“Eradicating Ideological Viruses”: China’s Campaign of Repression Against Xinjiang’s Muslims
September 01, 2018“When my driver and I travelled, I had to inform the police in the locations where our hukous [household registration permits] are registered to get written permissions. We’d have to tell them where we’re going, what we’re doing, who we’re seeing, how many days we’re gone, and the information of the families we’re visiting. They’d have to investigate before they’d issue the permissions. I’d also have to tell my family where I’m going to, [for them] to inform the police and get authorized by the neighborhood office there.
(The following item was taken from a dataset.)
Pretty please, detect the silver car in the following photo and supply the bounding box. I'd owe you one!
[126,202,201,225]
And if the authorities there also agree, [only] then we can go.”
“Even to leave the village we had to apply to the neighborhood office, and in addition, there are checkpoints along the way [to where you want to go].”
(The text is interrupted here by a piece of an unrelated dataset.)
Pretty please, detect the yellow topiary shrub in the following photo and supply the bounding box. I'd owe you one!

“My mom has a heart condition and she needs to go to the hospital in Urumqi, but the officials in the neighborhood office wouldn’t let her leave.”
“[My daughter’s] been released but since then she has not been allowed to leave the location where her hukou is registered…. She has to report to the neighborhood office regularly…. When my daughter was in there, my ex-husband had to go every day to the neighborhood office to report because he too became a ‘focus personnel’ [a catchall term for those whom authorities deem threatening]; if he had to go and visit his mother – who lives three hours away, he had to get permission from the neighborhood office.”